Surprisingly, they also managed over 25.000 downloads in four weeks when they launched WordPress Mobile Pack 2.0, a complete rebuild of the original Mobile Pack created in 2009 by James Pearce, who is now Head of Open Source at Facebook. The new product is an extension of their platform and an example of the type of partnerships they have been focused on since the LAUNCHub investment.
Masters of two worlds
Fascinating as the story on their business ascent may be, the first question on investors’ lips usually has to do more with team dynamics. Their team deviates from the standard in many ways, not just in challenging gender roles but also because two of the three co-founders are in a relationship, raising doubts about the future of the team. “If you don’t have a good relationship and let personal problems get in the way, of course this can become an issue for the business,” Alexandra admits, confidently dismissing that scenario: “but we are one of the fortunate cases where our relationship works in our favour.” “We’ve actually been told that we’re like the Bill and Hillary Clinton of startups,” Ciprian chimes in and is quick to add: “Minus Monica Lewinsky.”

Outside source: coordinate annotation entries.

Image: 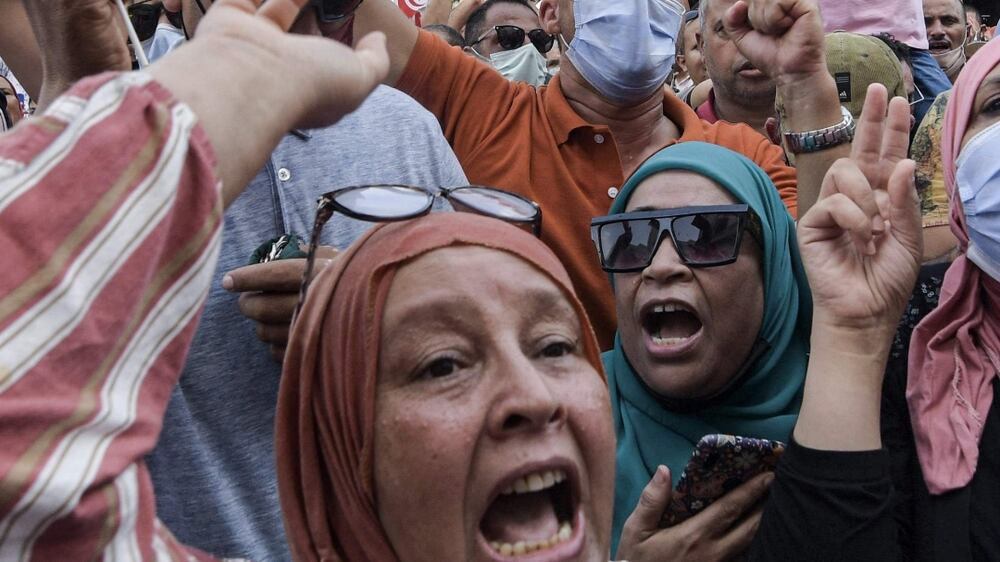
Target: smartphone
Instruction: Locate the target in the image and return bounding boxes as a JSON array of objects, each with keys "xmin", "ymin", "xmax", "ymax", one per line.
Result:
[
  {"xmin": 310, "ymin": 0, "xmax": 361, "ymax": 23},
  {"xmin": 660, "ymin": 435, "xmax": 785, "ymax": 527}
]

Then the natural question about the third wheel appears and they say there isn’t such a thing in their company, where every team member contributes unique abilities and everyone has had to act as the balancing factor at one point or another. Their recipe for survival is knowing each other’s strengths and weaknesses well and focusing on the former when defining tasks and relationships. The strength of their team has been one of their great advantages throughout and they have often been told that it had been the deciding factor for accelerators and investors.
And speaking of success, they still feel they have a lot more to achieve: “Success is relative,” Ciprian says, “I still have so much more to learn and to achieve, but in the end, it’s the journey there that matters.”